"Interwoven like richly suggestive translucent overlays of nerves, muscles, and bones, Chinese Blue illuminates the forces of fathering, masculinity, Chinese heritage, and global commerce scripting a body struggling to resist and redefine its source codes. The text hovers between the seen and the imagined, interrogating both, as it runs a tight line from the jazz of a blue toy piano to the blues of life in oil-greedy Alberta to a Guangdong blue-jeans factory to Dad's blue cocoon.

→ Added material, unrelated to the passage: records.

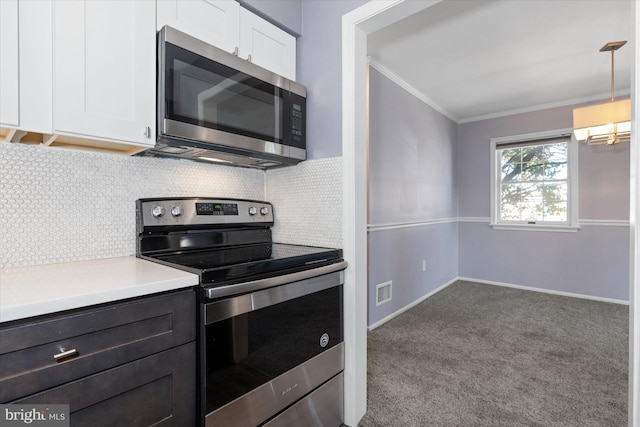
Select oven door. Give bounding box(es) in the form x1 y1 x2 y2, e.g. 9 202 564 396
200 271 344 426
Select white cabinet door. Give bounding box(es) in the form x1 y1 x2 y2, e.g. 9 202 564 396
156 0 240 52
53 0 156 145
239 8 296 80
0 0 20 127
19 0 53 134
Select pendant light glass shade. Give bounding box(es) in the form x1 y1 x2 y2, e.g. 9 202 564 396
573 40 631 145
573 99 631 145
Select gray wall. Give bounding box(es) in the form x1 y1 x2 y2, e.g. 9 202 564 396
297 0 367 159
369 69 630 326
369 69 458 325
456 106 629 301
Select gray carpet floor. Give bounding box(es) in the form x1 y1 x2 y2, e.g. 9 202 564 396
359 281 629 427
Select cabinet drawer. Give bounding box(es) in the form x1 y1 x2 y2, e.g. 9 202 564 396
12 342 196 427
0 290 196 403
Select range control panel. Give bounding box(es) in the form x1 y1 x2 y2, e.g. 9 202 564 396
136 197 273 227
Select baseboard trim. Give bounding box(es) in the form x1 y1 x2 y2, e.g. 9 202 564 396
456 277 629 305
367 277 459 331
367 276 629 332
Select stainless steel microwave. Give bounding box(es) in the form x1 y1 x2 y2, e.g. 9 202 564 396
144 26 307 169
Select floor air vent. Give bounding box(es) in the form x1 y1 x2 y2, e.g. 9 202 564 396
376 281 393 305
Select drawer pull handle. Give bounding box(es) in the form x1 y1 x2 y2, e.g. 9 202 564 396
53 348 78 362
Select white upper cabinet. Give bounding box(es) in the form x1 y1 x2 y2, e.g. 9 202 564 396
53 0 156 146
0 0 20 127
156 0 240 52
238 8 296 80
0 0 52 138
156 0 296 80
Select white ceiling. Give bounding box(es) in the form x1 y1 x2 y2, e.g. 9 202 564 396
367 0 634 123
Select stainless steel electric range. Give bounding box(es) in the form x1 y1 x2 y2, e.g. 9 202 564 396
136 197 346 427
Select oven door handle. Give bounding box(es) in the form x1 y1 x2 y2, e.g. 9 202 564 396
205 261 347 299
204 262 347 325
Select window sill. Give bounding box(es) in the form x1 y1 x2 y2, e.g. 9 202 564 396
489 223 580 233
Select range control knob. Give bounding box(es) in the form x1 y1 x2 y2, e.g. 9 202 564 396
151 205 164 218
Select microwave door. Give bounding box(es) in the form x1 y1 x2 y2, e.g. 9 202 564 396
197 73 249 121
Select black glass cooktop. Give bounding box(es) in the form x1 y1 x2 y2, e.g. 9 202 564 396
152 243 342 287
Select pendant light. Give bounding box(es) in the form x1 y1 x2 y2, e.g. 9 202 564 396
573 40 631 145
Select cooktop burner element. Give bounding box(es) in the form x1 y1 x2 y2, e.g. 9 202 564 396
136 197 342 294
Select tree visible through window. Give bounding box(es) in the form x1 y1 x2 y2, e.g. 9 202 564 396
491 129 579 231
499 142 569 223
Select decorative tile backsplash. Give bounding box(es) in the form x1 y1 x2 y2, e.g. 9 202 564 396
266 157 343 248
0 142 265 268
0 142 342 268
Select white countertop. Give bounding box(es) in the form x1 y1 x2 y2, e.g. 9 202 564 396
0 257 198 323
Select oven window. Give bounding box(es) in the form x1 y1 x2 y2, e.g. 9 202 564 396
204 286 343 413
164 43 283 143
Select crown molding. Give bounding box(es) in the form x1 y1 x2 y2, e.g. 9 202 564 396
367 56 631 124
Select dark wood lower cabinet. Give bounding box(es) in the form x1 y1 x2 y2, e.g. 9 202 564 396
0 290 196 427
12 342 196 427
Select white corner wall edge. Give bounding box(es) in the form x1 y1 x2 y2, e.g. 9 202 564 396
628 1 640 427
342 0 440 426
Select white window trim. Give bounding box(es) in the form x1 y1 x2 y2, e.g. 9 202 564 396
489 128 580 233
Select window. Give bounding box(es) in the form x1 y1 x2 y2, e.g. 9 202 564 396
491 131 577 231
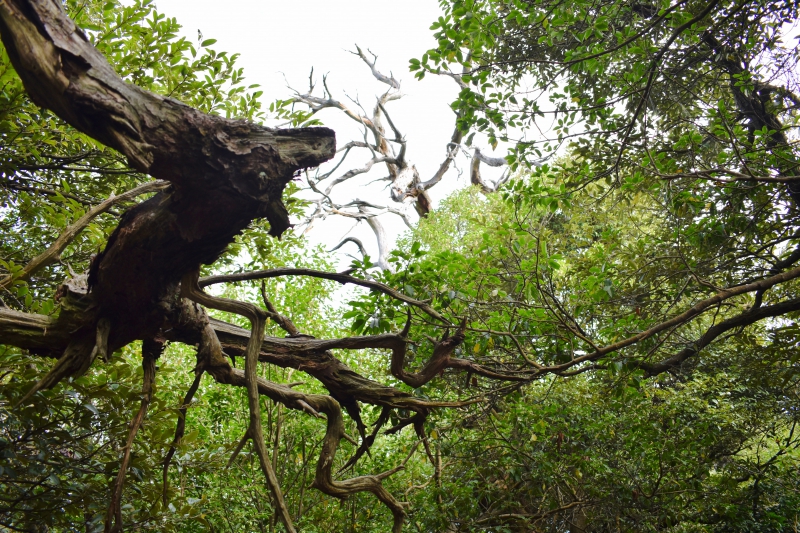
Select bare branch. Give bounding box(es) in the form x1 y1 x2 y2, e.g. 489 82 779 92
350 45 400 90
199 268 450 324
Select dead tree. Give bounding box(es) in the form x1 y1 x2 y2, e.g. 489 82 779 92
287 46 510 270
0 0 512 532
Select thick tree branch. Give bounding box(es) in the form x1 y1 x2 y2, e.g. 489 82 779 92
0 181 169 289
199 268 450 324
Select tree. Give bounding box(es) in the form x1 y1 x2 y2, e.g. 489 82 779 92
0 1 500 531
0 0 800 531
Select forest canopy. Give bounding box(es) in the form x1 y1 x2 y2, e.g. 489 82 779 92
0 0 800 533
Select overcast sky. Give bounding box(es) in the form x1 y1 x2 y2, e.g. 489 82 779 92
152 0 502 264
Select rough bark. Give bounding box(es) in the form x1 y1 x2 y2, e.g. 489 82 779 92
0 0 335 359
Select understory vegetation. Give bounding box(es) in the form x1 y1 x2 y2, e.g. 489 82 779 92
0 0 800 533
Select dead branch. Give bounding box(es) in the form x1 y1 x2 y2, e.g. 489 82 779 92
0 180 169 289
105 340 164 533
199 268 450 324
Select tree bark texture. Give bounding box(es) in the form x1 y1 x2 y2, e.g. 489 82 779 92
0 0 335 351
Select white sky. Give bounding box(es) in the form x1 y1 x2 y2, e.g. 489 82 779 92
156 0 504 264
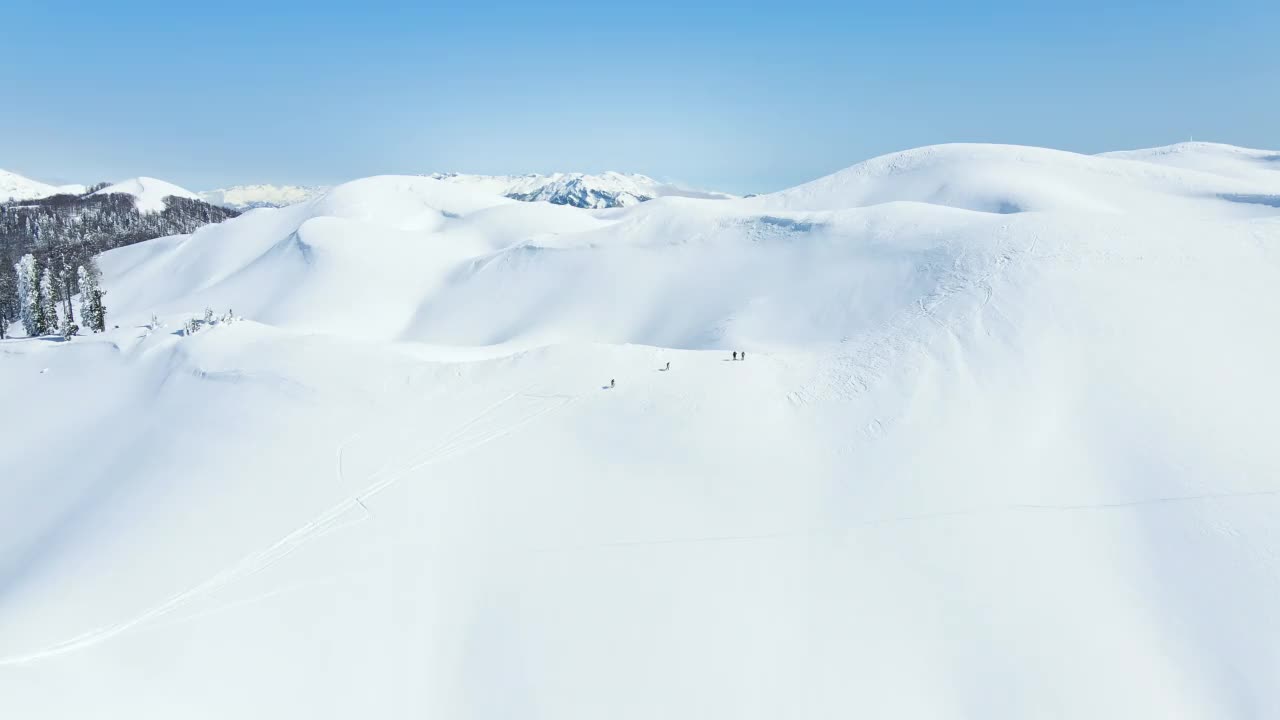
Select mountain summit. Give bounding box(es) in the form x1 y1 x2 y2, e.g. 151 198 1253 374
429 172 733 209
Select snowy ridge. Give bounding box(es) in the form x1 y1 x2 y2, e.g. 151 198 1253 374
93 177 200 213
0 145 1280 720
200 184 328 210
430 172 732 209
0 170 84 202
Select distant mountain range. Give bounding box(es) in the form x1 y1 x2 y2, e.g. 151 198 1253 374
429 172 733 209
0 170 86 202
0 170 733 213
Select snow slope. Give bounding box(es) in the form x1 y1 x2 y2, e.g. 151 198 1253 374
0 170 84 202
93 177 200 213
0 145 1280 719
430 172 732 209
200 184 328 210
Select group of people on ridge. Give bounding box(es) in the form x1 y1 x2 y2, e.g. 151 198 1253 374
609 350 746 388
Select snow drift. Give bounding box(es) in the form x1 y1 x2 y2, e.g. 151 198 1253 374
93 177 200 213
0 145 1280 719
0 170 84 202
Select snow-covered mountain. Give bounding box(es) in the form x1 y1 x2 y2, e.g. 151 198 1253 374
93 177 200 213
200 184 329 210
0 170 84 202
0 145 1280 720
430 172 732 209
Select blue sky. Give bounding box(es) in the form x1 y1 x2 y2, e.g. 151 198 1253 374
0 0 1280 192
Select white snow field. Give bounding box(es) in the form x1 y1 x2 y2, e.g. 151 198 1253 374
198 184 329 210
429 172 733 210
0 145 1280 720
93 177 200 213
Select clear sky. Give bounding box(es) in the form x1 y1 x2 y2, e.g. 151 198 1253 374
0 0 1280 192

This poetry vividly sounds the cross-currencies and necessary entanglements of the lyric in times of famine, polar meltdown, carbon credits and the massive production of media trivia."
-Meredith Quartermain
"There are many things in the world to love. Weyman Chan's poetry is one. Chinese Blue is a virtuoso performance by a poet who looks deep inside himself, others, and the distant rumblings of the world. He pronounces disquiet over their wordings-Lady Gaga, Arab Spring, G.I. Joe, Kurt Cobain, Two Small Men With Big Hearts and all the other brandings we are forced to carry in our hearts. Chan paints with the eyes of classical Chinese painter, whose brush strokes carry many meanings."
-George Melnyk
"Chan continues to write some of the edgiest lyrics in Canadian poetry, lyrics filled with science and music."
-Prairie Fire
"Jackson Pollock, mahjong groceries, Patty Hearst, Joplin and Monk, Wang Wei (albeit as insect), Robert Kroetsch and NHLer Dion Phaneuf (as a Flame)-populate this poet's wide world that starts from his Calgary home. A kind of collage familiar to my own hyphenated-Canadian's tale. Decades of cultural markers come in lush poems back-lit with shimmery quiet that can veritably glow in his respect towards Chinese immigrant parents. With textured, varied diction, Chan tracks imagination's lyrical moments and its vivid disjunctive trajectories. His fluid, orally driven abandon and heartbeat rambling lines form linear narratives that, while reassuring, can abruptly shift gears at unusual challenging perceptions. Equally, Chan's gentle lyrical pulse propels energetic shifts that capture and confer due attention to the discontinuous story that forms our quotidian. This is art as hopeful act with a big heart-exemplified in poems about the father, free of self-flexing sentimentality."
-Gerry Shikatani
"These poems are marvels of the gone but ever-sighted, every moment in/out simultaneous. Read Chinese Blue in your hover-alls. Peel the world true-gappy."